Via Bruce Schneier’s blog I came across an excellent, and short, essay regarding the surveillance state. Ian Welsh, the essay’s author, sufficiently sums up the tense relationship between the rulers and the enforcers:
This is one of the biggest problems the current elites face: they want the smallest enforcer class possible, so as to spend surplus on other things. The enforcer class is also insular, primarily concerned with itself (see Dorner) and is paid in large part by practical immunity to many laws and a license to abuse ordinary people. Not being driven primarily by justice or a desire to serve the public and with a code of honor which appears to largely center around self-protection and fraternity within the enforcer class, the enforcers’ reliability is in question: they are blunt tools and their fear for themselves makes them remarkably inefficient.
It’s easy to see the state’s motivation for implementing comprehensive automated surveillance. Paying enforcers to perform surveillance manually is expensive.
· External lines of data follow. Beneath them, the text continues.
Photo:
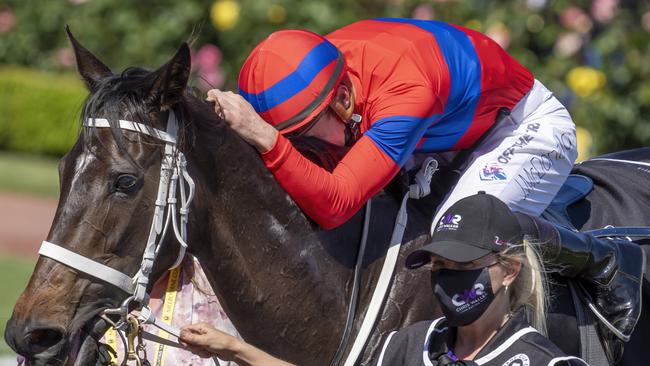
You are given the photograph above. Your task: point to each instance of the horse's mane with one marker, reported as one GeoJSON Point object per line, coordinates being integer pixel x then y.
{"type": "Point", "coordinates": [124, 96]}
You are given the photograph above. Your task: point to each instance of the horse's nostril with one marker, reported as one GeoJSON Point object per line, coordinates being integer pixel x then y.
{"type": "Point", "coordinates": [43, 338]}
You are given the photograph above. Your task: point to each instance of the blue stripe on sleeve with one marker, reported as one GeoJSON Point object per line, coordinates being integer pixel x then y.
{"type": "Point", "coordinates": [397, 136]}
{"type": "Point", "coordinates": [292, 84]}
{"type": "Point", "coordinates": [465, 88]}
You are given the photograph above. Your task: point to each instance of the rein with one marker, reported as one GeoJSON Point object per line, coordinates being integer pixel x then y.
{"type": "Point", "coordinates": [174, 179]}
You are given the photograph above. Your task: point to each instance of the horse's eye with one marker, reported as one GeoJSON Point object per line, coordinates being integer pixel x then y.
{"type": "Point", "coordinates": [125, 182]}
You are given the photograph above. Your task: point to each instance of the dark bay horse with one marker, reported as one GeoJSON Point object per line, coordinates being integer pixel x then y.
{"type": "Point", "coordinates": [284, 283]}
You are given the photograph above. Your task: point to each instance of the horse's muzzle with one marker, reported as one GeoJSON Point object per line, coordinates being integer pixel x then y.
{"type": "Point", "coordinates": [35, 341]}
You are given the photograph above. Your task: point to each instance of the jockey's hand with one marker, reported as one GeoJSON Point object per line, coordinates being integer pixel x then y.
{"type": "Point", "coordinates": [242, 118]}
{"type": "Point", "coordinates": [205, 341]}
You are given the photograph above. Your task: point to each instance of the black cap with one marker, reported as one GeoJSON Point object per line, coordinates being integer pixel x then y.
{"type": "Point", "coordinates": [470, 229]}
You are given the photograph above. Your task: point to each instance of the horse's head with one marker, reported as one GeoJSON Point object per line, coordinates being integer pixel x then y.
{"type": "Point", "coordinates": [109, 183]}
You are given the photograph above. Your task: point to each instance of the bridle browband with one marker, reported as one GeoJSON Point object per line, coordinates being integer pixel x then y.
{"type": "Point", "coordinates": [174, 179]}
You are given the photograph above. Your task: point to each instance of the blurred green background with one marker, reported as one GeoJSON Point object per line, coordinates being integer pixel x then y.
{"type": "Point", "coordinates": [594, 54]}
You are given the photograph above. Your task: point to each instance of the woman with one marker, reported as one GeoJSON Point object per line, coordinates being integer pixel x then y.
{"type": "Point", "coordinates": [490, 287]}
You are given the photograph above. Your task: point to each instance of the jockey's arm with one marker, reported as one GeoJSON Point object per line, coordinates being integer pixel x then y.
{"type": "Point", "coordinates": [331, 199]}
{"type": "Point", "coordinates": [400, 119]}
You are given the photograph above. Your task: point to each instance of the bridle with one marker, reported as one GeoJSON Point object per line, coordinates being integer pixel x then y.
{"type": "Point", "coordinates": [174, 179]}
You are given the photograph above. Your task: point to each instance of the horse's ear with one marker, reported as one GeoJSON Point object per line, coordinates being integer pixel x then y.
{"type": "Point", "coordinates": [90, 68]}
{"type": "Point", "coordinates": [170, 80]}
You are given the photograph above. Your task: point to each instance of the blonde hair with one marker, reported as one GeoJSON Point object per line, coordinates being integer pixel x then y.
{"type": "Point", "coordinates": [529, 288]}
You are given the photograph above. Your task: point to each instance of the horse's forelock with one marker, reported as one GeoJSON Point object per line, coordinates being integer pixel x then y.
{"type": "Point", "coordinates": [124, 96]}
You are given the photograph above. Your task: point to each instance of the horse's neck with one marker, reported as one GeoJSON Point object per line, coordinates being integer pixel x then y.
{"type": "Point", "coordinates": [256, 247]}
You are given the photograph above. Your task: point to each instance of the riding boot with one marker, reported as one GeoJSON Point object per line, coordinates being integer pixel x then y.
{"type": "Point", "coordinates": [611, 269]}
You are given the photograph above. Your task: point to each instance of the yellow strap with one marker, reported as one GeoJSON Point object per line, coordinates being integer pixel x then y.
{"type": "Point", "coordinates": [168, 312]}
{"type": "Point", "coordinates": [111, 340]}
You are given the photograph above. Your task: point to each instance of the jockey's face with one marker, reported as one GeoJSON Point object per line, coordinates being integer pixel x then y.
{"type": "Point", "coordinates": [327, 126]}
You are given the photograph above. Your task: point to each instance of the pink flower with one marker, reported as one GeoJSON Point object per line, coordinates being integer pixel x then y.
{"type": "Point", "coordinates": [500, 34]}
{"type": "Point", "coordinates": [206, 63]}
{"type": "Point", "coordinates": [568, 44]}
{"type": "Point", "coordinates": [208, 57]}
{"type": "Point", "coordinates": [423, 12]}
{"type": "Point", "coordinates": [576, 19]}
{"type": "Point", "coordinates": [535, 4]}
{"type": "Point", "coordinates": [645, 21]}
{"type": "Point", "coordinates": [210, 78]}
{"type": "Point", "coordinates": [7, 20]}
{"type": "Point", "coordinates": [64, 57]}
{"type": "Point", "coordinates": [604, 10]}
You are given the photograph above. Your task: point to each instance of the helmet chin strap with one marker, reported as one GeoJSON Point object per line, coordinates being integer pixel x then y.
{"type": "Point", "coordinates": [352, 129]}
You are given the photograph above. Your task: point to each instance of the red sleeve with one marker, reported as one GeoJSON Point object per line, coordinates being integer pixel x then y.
{"type": "Point", "coordinates": [331, 199]}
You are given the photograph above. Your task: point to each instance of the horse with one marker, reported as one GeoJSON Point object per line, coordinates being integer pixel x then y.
{"type": "Point", "coordinates": [284, 283]}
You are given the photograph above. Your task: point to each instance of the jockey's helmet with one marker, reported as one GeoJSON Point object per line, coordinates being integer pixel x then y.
{"type": "Point", "coordinates": [290, 77]}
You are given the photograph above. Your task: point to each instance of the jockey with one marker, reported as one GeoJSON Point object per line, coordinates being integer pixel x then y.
{"type": "Point", "coordinates": [393, 90]}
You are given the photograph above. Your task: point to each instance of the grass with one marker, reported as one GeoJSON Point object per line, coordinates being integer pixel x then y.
{"type": "Point", "coordinates": [14, 275]}
{"type": "Point", "coordinates": [29, 174]}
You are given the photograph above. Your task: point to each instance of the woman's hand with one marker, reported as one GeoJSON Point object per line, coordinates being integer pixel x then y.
{"type": "Point", "coordinates": [243, 119]}
{"type": "Point", "coordinates": [205, 341]}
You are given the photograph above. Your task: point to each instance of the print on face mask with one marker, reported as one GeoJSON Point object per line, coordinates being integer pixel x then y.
{"type": "Point", "coordinates": [463, 295]}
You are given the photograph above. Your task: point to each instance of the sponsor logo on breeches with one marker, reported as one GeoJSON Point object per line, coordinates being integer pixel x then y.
{"type": "Point", "coordinates": [538, 166]}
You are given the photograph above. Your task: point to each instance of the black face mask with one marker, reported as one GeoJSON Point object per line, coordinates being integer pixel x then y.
{"type": "Point", "coordinates": [463, 295]}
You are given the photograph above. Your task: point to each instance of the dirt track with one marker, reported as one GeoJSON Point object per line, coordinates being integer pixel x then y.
{"type": "Point", "coordinates": [24, 223]}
Why would the rulers want to spend large amounts of money on manual surveillance when they can automate a great deal of the work and pocket the saved wealth? This is also the reason why the state tries to involve everybody, whether they’re an enforcer or not, into its surveillance system. How many times have we seen the phrase, “If you see something, say something?” Hell the phrase has its own Department of Motherland Fatherland Homeland Security (DHS) webpage. Every tattling neighbor increases the state’s watchful eye without incurring additional costs. Fortunately surveillance has a weakness:
The reliance on surveillance is however a weakness, one of many. One of the simplest ways to reduce the power and reach of the oligarchy is to destroy surveillance equipment, much of which is very easy to reach. I have frequently said that we will know that people are becoming more serious when they start destroying surveillance equipment, when it becomes an ethical imperative to do so; ideally when people believe that blanket surveillance is an ethical wrong.
I, am, thus interested to see that the Barefoot Bandit Brigade destroying surveillance cameras. In the US, those who oppose current elites directly seem strongest around Oakland and in the Pacific Northwest.
I touched on the strategy of destroying the state’s surveillance system when Minnesota politicians proposed reinstall red light cameras. Welsh puts forth an interesting idea: one can judge how serious people are about avoiding the state’s watchful eye when they begin openly advocating and participating in the destruction of surveillance equipment. It will be interesting to see if organizations like Camover and the Barefoot Bandit Brigade become more prevalent in the United States as the state becomes even more intrusive.